Pelo que o juntar e apresentar tudo ao molho faz lembrar aquele outro tipo de que não me lembro o nome
Acresce que é provável que de facto haja muito menos casos de gripe este ano. O uso de medidas de distanciamento social e de máscaras fará inevitavelmente baixar o número de casos de um vírus que se transmite sobretudo pela via aérea, como é o caso do da gripe
E há outro dado. Os vacinados este ano contra a gripe serão em número muito maior, o que terá consequências no número e na gravidade dos casos de gripe.
Caro Nuno Serra,
Volto a lembrar que as comparacoes entre a primeira e segunda vagas do SARS-CoV 2 tem de ser feitas com muito cuidado. A verdadeira prevalencia do virus na populacao em Marco foi grosseiramente sub-estimada em nr de casos confirmados porque simplesmente nao existia a infra-estrutura para testar suficientemente a populacao.
Quanto a comparacoes de mortalidade mais uma vez e preciso muita precaucao: as terapias entretanto desenvolvidas permitem taxas de sobrevivencia superiores (passou-se de 70% de probalidade de sobrevivencia a uma hospitalizacao para 80 ou 85%) - alem disso, os servicos hospitalares nao estao a rebentar pelas costuras agora.

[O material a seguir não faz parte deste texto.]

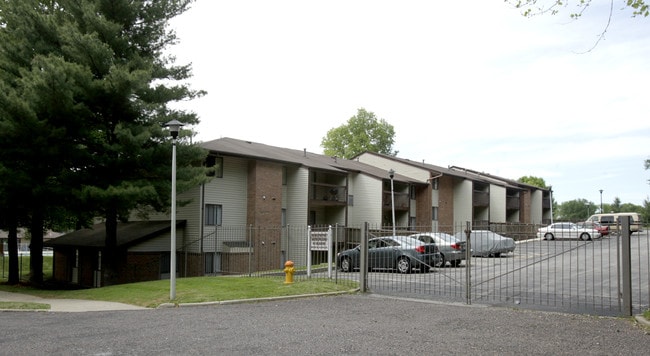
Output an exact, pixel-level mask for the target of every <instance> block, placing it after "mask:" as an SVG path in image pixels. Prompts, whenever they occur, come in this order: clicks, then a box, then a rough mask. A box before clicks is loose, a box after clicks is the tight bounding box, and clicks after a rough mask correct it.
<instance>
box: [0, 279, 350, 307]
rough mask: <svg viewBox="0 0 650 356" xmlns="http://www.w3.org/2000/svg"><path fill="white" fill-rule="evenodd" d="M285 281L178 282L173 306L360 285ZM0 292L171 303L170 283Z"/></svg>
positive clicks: (255, 297)
mask: <svg viewBox="0 0 650 356" xmlns="http://www.w3.org/2000/svg"><path fill="white" fill-rule="evenodd" d="M284 281H285V279H284V277H264V278H261V277H194V278H179V279H177V280H176V299H174V300H173V301H172V302H173V303H199V302H214V301H225V300H239V299H253V298H266V297H278V296H290V295H302V294H314V293H328V292H339V291H348V290H351V289H355V288H357V285H356V283H352V282H350V281H347V280H346V281H344V283H335V282H334V281H333V280H330V279H321V278H310V279H298V280H295V279H294V283H292V284H285V283H284ZM0 290H4V291H7V292H14V293H25V294H30V295H35V296H39V297H42V298H64V299H87V300H104V301H111V302H120V303H126V304H132V305H139V306H143V307H150V308H154V307H157V306H159V305H160V304H163V303H169V302H170V300H169V290H170V285H169V280H159V281H150V282H140V283H131V284H122V285H116V286H108V287H102V288H92V289H79V290H42V289H35V288H32V287H26V286H9V285H6V284H0Z"/></svg>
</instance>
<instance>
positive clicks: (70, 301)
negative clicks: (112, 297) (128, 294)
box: [0, 291, 148, 312]
mask: <svg viewBox="0 0 650 356" xmlns="http://www.w3.org/2000/svg"><path fill="white" fill-rule="evenodd" d="M0 302H27V303H41V304H49V305H50V309H49V311H53V312H87V311H106V310H141V309H148V308H145V307H139V306H135V305H130V304H124V303H115V302H103V301H97V300H81V299H45V298H41V297H35V296H33V295H28V294H20V293H11V292H5V291H0ZM21 310H24V309H21ZM43 311H45V310H43Z"/></svg>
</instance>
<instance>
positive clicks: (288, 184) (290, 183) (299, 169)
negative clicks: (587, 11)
mask: <svg viewBox="0 0 650 356" xmlns="http://www.w3.org/2000/svg"><path fill="white" fill-rule="evenodd" d="M284 190H285V191H286V201H283V202H282V204H283V207H284V208H285V209H287V224H288V225H307V220H308V216H309V215H308V211H307V209H308V208H307V207H308V204H309V200H308V198H309V170H308V169H307V168H304V167H287V185H286V187H284Z"/></svg>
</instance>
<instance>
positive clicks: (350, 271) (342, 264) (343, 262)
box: [341, 257, 352, 272]
mask: <svg viewBox="0 0 650 356" xmlns="http://www.w3.org/2000/svg"><path fill="white" fill-rule="evenodd" d="M351 271H352V265H351V263H350V258H349V257H343V258H342V259H341V272H351Z"/></svg>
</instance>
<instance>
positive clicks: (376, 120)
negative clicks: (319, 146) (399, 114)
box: [321, 108, 397, 159]
mask: <svg viewBox="0 0 650 356" xmlns="http://www.w3.org/2000/svg"><path fill="white" fill-rule="evenodd" d="M394 143H395V129H394V128H393V125H390V124H389V123H388V122H386V120H384V119H380V120H378V119H377V117H376V116H375V114H374V113H372V112H368V111H366V110H365V109H363V108H361V109H359V110H358V111H357V115H355V116H352V117H351V118H350V119H349V120H348V122H347V124H345V125H342V126H339V127H337V128H333V129H331V130H329V131H328V132H327V135H326V136H325V137H324V138H323V140H322V142H321V147H323V148H324V154H325V155H328V156H336V157H341V158H347V159H350V158H352V157H355V156H357V155H359V154H361V153H363V152H366V151H369V152H375V153H382V154H387V155H392V156H394V155H396V154H397V151H393V144H394Z"/></svg>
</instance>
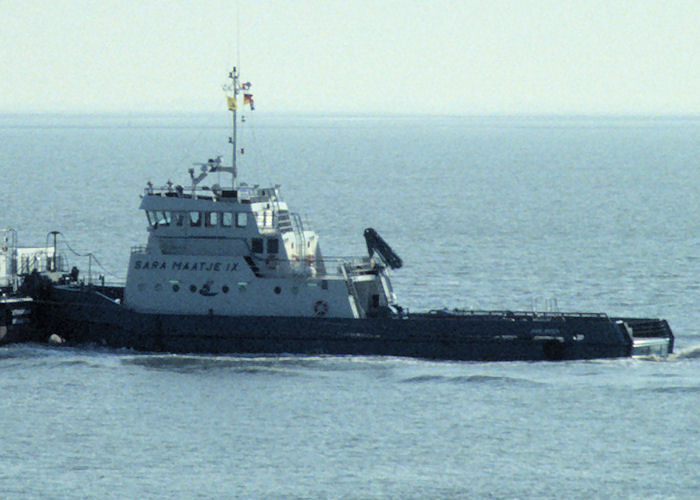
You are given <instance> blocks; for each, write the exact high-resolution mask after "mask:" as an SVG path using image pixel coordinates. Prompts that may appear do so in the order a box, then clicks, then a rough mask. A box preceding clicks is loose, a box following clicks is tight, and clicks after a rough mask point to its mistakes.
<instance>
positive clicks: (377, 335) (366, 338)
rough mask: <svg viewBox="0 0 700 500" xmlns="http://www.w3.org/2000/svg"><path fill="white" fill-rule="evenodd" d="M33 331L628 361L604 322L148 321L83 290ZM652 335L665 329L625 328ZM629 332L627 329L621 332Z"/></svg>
mask: <svg viewBox="0 0 700 500" xmlns="http://www.w3.org/2000/svg"><path fill="white" fill-rule="evenodd" d="M34 318H35V324H36V326H37V328H38V329H40V330H41V331H44V332H45V333H46V334H47V335H49V334H52V333H56V334H58V335H60V336H61V337H63V338H64V339H66V341H67V342H69V343H75V344H80V343H97V344H101V345H108V346H112V347H128V348H133V349H136V350H143V351H157V352H174V353H185V352H187V353H254V354H281V353H290V354H340V355H343V354H347V355H379V356H408V357H417V358H427V359H445V360H464V361H467V360H469V361H514V360H530V361H538V360H562V359H593V358H615V357H626V356H630V355H631V353H632V343H633V340H632V336H631V335H630V333H631V329H630V328H628V326H625V323H623V322H622V321H620V320H616V319H614V318H609V317H608V316H606V315H604V314H576V313H573V314H551V313H550V314H535V313H513V312H483V313H447V312H434V313H424V314H410V315H405V316H403V317H398V316H396V317H386V318H367V319H343V318H297V317H256V316H240V317H230V316H217V315H203V316H191V315H175V314H146V313H138V312H134V311H131V310H129V309H127V308H125V307H123V306H121V305H120V304H118V303H116V302H114V301H113V300H111V299H109V298H107V297H106V296H105V295H103V294H101V293H99V292H98V291H96V290H94V289H90V288H77V287H55V288H52V289H51V290H50V292H49V293H48V294H46V295H45V296H44V297H42V298H40V300H37V307H36V309H35V312H34ZM627 321H628V322H631V321H637V322H643V323H644V324H650V322H651V323H654V324H656V325H657V327H656V329H655V330H654V332H661V331H663V335H667V336H668V337H669V341H671V339H672V334H671V331H670V329H669V328H668V325H667V324H666V322H665V321H664V320H646V319H644V320H642V319H635V320H627ZM628 325H629V323H628Z"/></svg>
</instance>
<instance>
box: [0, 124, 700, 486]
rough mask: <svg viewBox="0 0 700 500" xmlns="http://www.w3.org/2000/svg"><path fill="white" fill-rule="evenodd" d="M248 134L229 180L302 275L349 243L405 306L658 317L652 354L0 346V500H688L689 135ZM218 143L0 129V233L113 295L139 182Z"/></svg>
mask: <svg viewBox="0 0 700 500" xmlns="http://www.w3.org/2000/svg"><path fill="white" fill-rule="evenodd" d="M256 113H258V112H257V111H256V112H255V113H253V114H251V115H250V116H248V117H247V120H246V122H245V124H244V125H243V131H242V134H241V138H240V139H241V145H242V147H244V154H243V155H242V157H241V160H240V162H239V171H240V181H242V182H248V183H249V184H261V185H263V184H264V185H274V184H278V183H279V184H281V186H282V188H281V189H282V194H283V197H284V198H285V200H286V201H287V202H288V203H289V204H290V206H291V207H292V209H293V210H297V211H299V212H300V213H301V215H302V217H303V219H304V221H305V224H306V225H307V227H310V228H312V229H314V230H316V231H317V232H319V233H320V236H321V246H322V249H323V253H324V255H326V256H345V255H362V254H364V253H366V248H365V247H364V240H363V238H362V231H363V229H364V228H366V227H374V228H375V229H376V230H377V231H378V232H379V233H380V234H381V235H382V236H383V237H384V239H386V240H387V242H388V243H389V244H390V245H391V246H392V247H393V249H394V250H395V251H396V252H397V253H398V254H399V255H400V256H401V257H402V259H403V261H404V263H405V266H404V268H402V269H400V270H398V271H395V272H394V273H393V275H392V277H393V283H394V288H395V291H396V293H397V295H398V298H399V302H400V303H401V304H403V305H404V306H405V307H408V308H409V309H410V310H415V311H419V310H427V309H431V308H442V307H446V306H447V307H459V308H465V309H511V310H532V309H533V308H534V309H538V310H541V309H549V310H561V311H589V312H607V313H609V314H615V315H630V316H647V317H652V316H653V317H663V318H666V319H667V320H668V321H669V323H670V325H671V327H672V329H673V331H674V333H675V334H676V354H674V355H672V356H671V357H669V358H668V359H619V360H600V361H576V362H557V363H456V362H432V361H425V360H415V359H401V358H373V357H342V356H339V357H334V356H328V357H326V356H321V357H315V356H270V357H260V356H186V355H167V354H156V355H153V354H141V353H136V352H132V351H128V350H116V351H115V350H107V349H103V348H89V349H76V348H52V347H48V346H43V345H32V344H26V345H13V346H5V347H1V348H0V394H1V398H0V408H1V409H2V425H1V426H0V493H1V494H2V497H3V498H86V497H89V498H135V497H139V498H163V497H171V498H696V497H697V494H698V491H700V473H699V472H698V471H700V327H699V326H698V325H700V307H698V306H699V304H700V286H699V285H698V279H697V277H698V264H699V263H700V211H698V206H699V205H700V203H699V202H700V175H698V174H699V173H700V163H699V162H698V158H700V120H698V119H695V118H675V117H664V118H658V117H418V116H318V115H316V116H311V115H271V114H264V113H260V114H256ZM228 134H229V132H228V130H227V121H226V117H225V116H224V117H223V118H222V117H215V116H209V115H204V114H192V115H141V114H131V115H92V116H83V115H80V116H79V115H75V116H70V115H61V116H54V115H2V116H0V165H1V166H2V176H3V183H2V194H1V195H0V200H1V206H2V210H1V211H0V227H12V228H14V229H16V230H17V231H18V234H19V242H20V244H21V245H25V246H29V245H37V246H38V245H45V244H47V243H46V242H47V233H48V232H49V231H52V230H58V231H61V235H60V236H59V237H58V240H59V245H60V246H61V249H62V250H63V251H64V253H66V256H67V257H68V258H69V259H70V262H71V265H73V264H75V265H78V266H79V267H80V269H81V273H82V274H83V275H84V276H85V275H87V274H88V269H89V270H90V272H91V274H92V275H93V279H94V278H96V277H97V276H98V275H99V274H102V275H104V276H105V279H106V280H107V281H108V282H110V281H112V282H116V281H121V280H123V279H124V275H125V269H126V264H127V262H128V256H129V251H130V248H131V247H132V246H135V245H140V244H143V243H145V240H146V231H145V227H146V218H145V216H144V215H143V214H142V213H140V211H139V210H138V203H139V201H140V200H139V194H140V193H142V190H143V188H144V187H145V186H146V182H147V181H151V182H153V183H154V184H155V185H161V184H164V183H165V182H166V181H167V180H171V181H172V182H174V183H176V184H178V183H179V184H184V185H186V184H187V183H188V181H189V176H188V174H187V168H189V167H190V166H192V163H194V162H204V161H206V160H207V159H209V158H212V157H215V156H216V155H219V154H221V155H223V156H224V160H225V161H226V159H227V158H230V154H231V150H230V146H229V145H228V144H227V136H228ZM194 168H198V167H196V166H195V167H194ZM217 177H218V176H216V175H215V176H214V178H213V179H212V178H210V179H207V182H209V181H210V180H211V182H219V183H220V184H225V183H226V182H228V179H227V178H226V176H221V178H220V179H218V178H217ZM66 244H68V245H69V246H70V248H71V249H72V251H73V252H74V253H72V252H71V250H68V248H67V246H66ZM88 253H92V254H93V256H92V257H84V255H86V254H88ZM76 254H81V255H83V257H81V256H80V255H76Z"/></svg>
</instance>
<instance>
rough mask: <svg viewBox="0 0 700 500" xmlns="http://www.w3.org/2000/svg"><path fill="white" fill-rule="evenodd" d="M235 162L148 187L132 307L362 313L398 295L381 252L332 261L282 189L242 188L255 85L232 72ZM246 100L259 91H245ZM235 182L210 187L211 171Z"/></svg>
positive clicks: (265, 311) (136, 309)
mask: <svg viewBox="0 0 700 500" xmlns="http://www.w3.org/2000/svg"><path fill="white" fill-rule="evenodd" d="M230 77H231V79H232V80H233V84H232V86H231V87H230V89H231V90H232V93H233V95H232V96H231V97H229V109H231V111H233V116H234V118H233V124H234V133H233V136H232V138H231V143H232V144H233V148H234V150H233V151H234V152H233V156H232V161H233V165H231V166H224V165H223V164H222V159H221V157H218V158H216V159H211V160H209V161H208V162H206V163H203V164H199V172H197V173H196V174H195V169H190V171H189V173H190V178H191V181H192V184H191V186H189V187H182V186H179V185H173V184H172V183H168V185H166V186H163V187H160V188H154V187H153V186H152V185H150V184H149V185H148V186H147V187H146V189H145V191H144V194H143V197H142V202H141V207H140V208H141V209H142V210H144V211H145V214H146V216H147V219H148V233H149V234H148V243H147V245H146V247H138V248H134V249H132V253H131V259H130V262H129V269H128V274H127V283H126V287H125V290H124V305H125V306H126V307H128V308H130V309H132V310H136V311H140V312H152V313H153V312H155V313H181V314H217V315H232V316H238V315H245V316H294V317H298V316H325V317H339V318H363V317H367V316H379V315H384V314H387V313H388V311H389V308H390V306H392V305H393V304H394V302H395V298H394V294H393V292H392V290H391V285H390V282H389V278H388V276H387V273H386V268H385V266H384V265H383V264H382V263H380V262H378V261H377V260H376V259H375V258H372V257H364V258H356V259H340V260H336V261H333V262H330V261H327V260H324V258H323V256H322V253H321V247H320V244H319V239H318V235H317V234H316V233H315V232H313V231H309V230H307V229H305V228H304V227H303V224H302V222H301V218H300V217H299V216H298V215H297V214H296V213H294V212H292V211H290V209H289V207H288V206H287V204H286V203H285V202H284V201H282V199H281V198H280V193H279V186H273V187H259V186H253V187H248V186H245V185H243V184H241V185H237V179H236V177H237V171H236V153H237V151H236V139H235V135H236V133H235V124H236V110H237V104H236V99H237V96H238V93H239V91H241V90H244V91H247V90H248V89H249V88H250V84H249V83H246V84H242V85H241V84H239V81H238V74H237V72H236V69H235V68H234V70H233V71H232V72H231V74H230ZM245 97H246V99H245V101H246V102H252V96H251V95H250V94H246V96H245ZM216 172H227V173H230V174H231V175H232V178H233V182H232V183H231V187H226V188H224V187H221V186H219V185H218V184H214V185H212V186H203V185H202V182H203V181H204V180H205V179H206V177H207V176H208V175H209V174H210V173H216Z"/></svg>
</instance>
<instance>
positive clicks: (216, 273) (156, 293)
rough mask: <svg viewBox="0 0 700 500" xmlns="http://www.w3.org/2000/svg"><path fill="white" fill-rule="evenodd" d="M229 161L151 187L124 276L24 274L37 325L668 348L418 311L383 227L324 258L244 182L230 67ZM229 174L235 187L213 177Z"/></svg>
mask: <svg viewBox="0 0 700 500" xmlns="http://www.w3.org/2000/svg"><path fill="white" fill-rule="evenodd" d="M229 78H230V79H231V84H230V85H229V86H228V87H227V90H228V91H229V95H227V99H228V107H229V110H230V111H231V112H232V114H233V121H232V129H233V130H232V132H233V133H232V136H231V137H230V143H231V144H232V147H233V151H232V157H231V164H230V165H224V162H223V160H222V157H221V156H218V157H215V158H212V159H209V160H208V161H206V162H203V163H200V164H197V167H198V168H197V169H195V168H190V169H189V180H190V185H189V186H182V185H175V184H173V183H170V182H168V183H167V184H166V185H165V186H163V187H155V186H153V185H152V184H151V183H150V182H149V183H148V184H147V186H146V188H145V189H144V192H143V195H142V200H141V206H140V209H141V210H143V211H144V213H145V215H146V219H147V222H148V229H147V230H148V241H147V244H146V246H138V247H134V248H132V251H131V257H130V261H129V267H128V272H127V280H126V284H125V285H124V286H123V287H121V286H120V287H107V286H104V285H94V284H92V283H87V284H86V283H84V281H83V282H81V281H79V280H78V278H77V277H78V272H77V270H74V271H75V272H74V273H72V274H71V275H65V276H63V277H62V278H61V279H59V280H55V279H49V278H47V277H45V276H42V275H41V274H40V273H33V274H31V275H27V276H25V279H24V284H23V287H22V289H23V290H24V291H25V292H26V294H27V295H29V296H31V298H32V299H33V304H34V310H33V321H34V323H35V327H36V328H37V329H38V330H40V331H43V332H45V334H46V335H49V334H57V335H60V336H61V337H62V338H63V339H65V340H66V341H67V342H68V343H73V344H79V343H97V344H103V345H109V346H114V347H129V348H133V349H137V350H145V351H161V352H198V353H251V354H279V353H291V354H334V355H389V356H409V357H419V358H429V359H446V360H473V361H495V360H562V359H591V358H613V357H625V356H631V355H634V354H639V353H642V354H660V355H665V354H668V353H669V352H671V351H672V349H673V334H672V332H671V330H670V328H669V326H668V323H667V322H666V321H665V320H663V319H652V318H649V319H647V318H636V319H634V318H612V317H609V316H607V315H606V314H603V313H560V312H556V313H552V312H512V311H462V310H447V309H445V310H434V311H427V312H422V313H409V312H408V311H406V310H404V309H403V308H402V307H401V306H400V305H399V304H398V303H397V299H396V295H395V293H394V291H393V289H392V286H391V281H390V276H389V270H390V269H392V270H394V269H399V268H400V267H401V266H402V261H401V258H400V257H399V256H398V255H397V254H396V253H395V252H394V251H393V250H392V249H391V247H390V246H389V245H388V244H387V243H386V242H385V241H384V239H383V238H382V237H381V236H380V235H379V234H378V233H377V232H376V231H375V230H374V229H372V228H368V229H366V230H365V232H364V238H365V241H366V244H367V250H368V254H367V255H366V256H362V257H356V258H343V259H327V258H324V257H323V254H322V252H321V245H320V242H319V236H318V235H317V234H316V233H315V232H314V231H311V230H309V229H308V228H306V227H304V224H303V223H302V220H301V218H300V217H299V216H298V215H297V214H296V213H295V212H293V211H291V210H290V208H289V207H288V205H287V204H286V203H285V202H284V201H283V200H282V197H281V195H280V188H279V186H271V187H260V186H258V185H254V186H249V185H246V184H244V183H241V182H239V181H238V172H237V156H238V154H239V151H238V149H237V144H236V142H237V141H236V127H237V120H238V116H237V110H238V107H239V102H238V101H239V96H240V95H241V94H243V100H242V101H243V102H242V105H243V106H245V105H250V106H251V107H252V106H253V99H252V94H250V87H251V85H250V83H242V82H241V81H240V79H239V74H238V71H237V69H236V68H233V71H231V72H230V74H229ZM214 173H216V174H221V173H225V174H230V175H231V183H230V184H229V185H226V186H221V185H219V184H212V185H210V186H208V185H204V181H205V180H206V179H207V177H208V176H209V175H210V174H214Z"/></svg>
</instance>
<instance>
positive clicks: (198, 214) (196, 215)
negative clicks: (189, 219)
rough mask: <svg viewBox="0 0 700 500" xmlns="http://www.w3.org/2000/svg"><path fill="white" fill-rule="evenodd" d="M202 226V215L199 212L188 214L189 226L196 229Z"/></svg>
mask: <svg viewBox="0 0 700 500" xmlns="http://www.w3.org/2000/svg"><path fill="white" fill-rule="evenodd" d="M201 225H202V215H201V214H200V213H199V212H190V226H193V227H198V226H201Z"/></svg>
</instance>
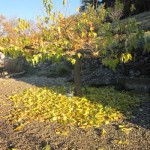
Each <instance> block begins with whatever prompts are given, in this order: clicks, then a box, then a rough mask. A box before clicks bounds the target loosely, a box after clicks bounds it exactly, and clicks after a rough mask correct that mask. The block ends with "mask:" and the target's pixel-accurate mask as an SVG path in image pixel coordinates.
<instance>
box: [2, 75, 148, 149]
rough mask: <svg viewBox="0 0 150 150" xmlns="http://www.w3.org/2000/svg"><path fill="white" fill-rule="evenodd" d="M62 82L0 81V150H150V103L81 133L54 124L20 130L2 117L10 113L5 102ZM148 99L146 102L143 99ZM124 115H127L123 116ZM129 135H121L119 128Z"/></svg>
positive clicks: (32, 77) (40, 124)
mask: <svg viewBox="0 0 150 150" xmlns="http://www.w3.org/2000/svg"><path fill="white" fill-rule="evenodd" d="M64 83H65V79H64V78H46V77H36V76H32V77H22V78H17V79H0V99H1V101H5V102H7V103H9V105H7V106H5V105H2V104H1V103H0V150H9V149H17V150H42V149H43V148H44V147H45V146H46V145H47V149H48V146H50V149H51V150H150V101H147V102H145V101H143V102H142V103H141V105H140V106H139V107H137V108H135V109H134V110H133V112H132V117H130V118H128V119H124V120H119V121H118V122H112V123H110V124H107V125H101V126H100V127H99V128H94V127H93V128H88V129H83V128H79V127H69V126H68V127H64V126H62V125H60V124H58V123H56V122H53V123H50V122H42V123H40V122H35V121H33V122H31V123H28V124H26V125H25V126H23V128H22V129H21V130H15V128H16V126H17V125H15V124H12V123H11V121H7V120H6V118H5V116H6V115H7V114H9V113H11V103H10V101H8V100H7V98H8V97H9V96H10V95H12V94H14V93H17V92H21V91H23V90H25V89H27V88H30V87H34V86H52V85H63V84H64ZM147 99H148V98H147ZM125 115H127V114H125ZM122 124H123V125H124V126H126V128H127V129H129V130H130V132H129V133H128V134H127V133H125V132H123V131H122V130H121V129H120V128H119V125H122Z"/></svg>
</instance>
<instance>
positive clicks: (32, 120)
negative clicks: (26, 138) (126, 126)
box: [8, 87, 139, 128]
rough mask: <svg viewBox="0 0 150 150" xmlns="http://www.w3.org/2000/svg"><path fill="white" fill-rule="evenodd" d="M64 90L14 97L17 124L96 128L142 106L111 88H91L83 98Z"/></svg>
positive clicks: (35, 88) (88, 88)
mask: <svg viewBox="0 0 150 150" xmlns="http://www.w3.org/2000/svg"><path fill="white" fill-rule="evenodd" d="M65 91H66V89H65V88H63V87H52V88H47V87H45V88H37V87H35V88H31V89H28V90H26V91H24V92H22V93H19V94H16V95H14V96H11V97H10V100H11V101H12V102H13V109H12V112H11V115H9V116H8V119H11V120H12V121H13V123H16V122H17V123H18V122H24V123H28V122H32V121H39V122H44V121H49V122H58V123H60V124H62V125H65V126H68V125H69V126H70V125H72V126H79V127H84V128H86V127H92V126H97V127H98V126H100V125H101V124H108V123H110V122H112V121H117V120H119V119H123V118H124V115H123V112H125V111H129V110H130V109H131V108H132V107H133V106H136V105H138V103H139V99H138V97H135V96H131V95H129V94H128V93H125V92H118V91H116V90H115V89H114V88H113V87H110V88H90V87H89V88H87V91H88V92H86V94H84V96H83V97H82V98H79V97H74V96H73V97H67V96H66V94H65Z"/></svg>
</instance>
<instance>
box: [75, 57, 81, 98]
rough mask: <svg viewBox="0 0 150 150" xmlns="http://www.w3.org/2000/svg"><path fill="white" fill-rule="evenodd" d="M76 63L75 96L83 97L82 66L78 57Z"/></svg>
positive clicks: (76, 58) (75, 63) (76, 59)
mask: <svg viewBox="0 0 150 150" xmlns="http://www.w3.org/2000/svg"><path fill="white" fill-rule="evenodd" d="M75 59H76V62H75V65H74V84H75V96H78V97H82V83H81V76H80V75H81V64H80V59H79V58H78V56H77V55H76V56H75Z"/></svg>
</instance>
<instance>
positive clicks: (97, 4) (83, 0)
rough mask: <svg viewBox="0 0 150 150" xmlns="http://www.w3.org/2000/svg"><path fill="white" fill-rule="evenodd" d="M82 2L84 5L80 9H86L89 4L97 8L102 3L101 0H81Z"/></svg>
mask: <svg viewBox="0 0 150 150" xmlns="http://www.w3.org/2000/svg"><path fill="white" fill-rule="evenodd" d="M81 4H82V6H81V7H80V11H81V12H82V11H85V10H86V9H87V8H88V5H91V6H92V7H94V9H97V8H98V7H99V6H100V4H101V1H100V0H81Z"/></svg>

O numero de internamentos e a melhor metrica de comparacao: porque aqui nao houve grandes evolucoes desde Marco - os grupos de risco de desenvolvimento de quadros clinicos graves sao os mesmos, o virus nao mudou substancialmente desde Marco - a virulencia permanece quase igual - e aqui se ve como o numero de internamentos ainda estao bastante abaixo de Marco, isto porque a verdadeira prevalencia agora na populacao e inferior ainda ao que aconteceu durante o pico de Marco.
Cuidado com as comparacoes - comparar o que e comparavel por favor.
Caro Nuno Serra,
Uma adenda a minha nota anterior. So hoje tive tempo para olhar com mais atencao para os numeros portugueses.
O seu post esta, no essencial, errado - as coisas sao aquilo que sao...
O numero de internamentos diarios e de internamentos em UCI sao agora comparaveis com os valores de Marco. O pico destas duas variaveis registou-se em finais de Marco, principio de Abril. Seguramente Portugal la chegara algures esta semana ou na proxima. Isto quer dizer 2 coisas no curto prazo:
1 - a prevalencia verdadeira de agora e semelhante a prevalencia verdadeira de Marco/Abril
2 - daqui por 2, 3 semanas no maximo, a mortalidade diaria sera semelhante ao pico epidemico de Marco/Abril em Portugal (talvez inferior - ate 15% inferior - porque as taxas de sobrevivencia sao agora melhores).
A medio prazo, considerando que:
a) a virulencia do virus permanece inalterada
b) a vacina ainda nao esta disponivel
c) Portugal nao adoptou medidas de confinamento geral como em Marco
O resultado sera que esta segunda vaga ou segundo pico epidemico continuara a evoluir desfavoravelmente e sera pior que em Marco/Abril.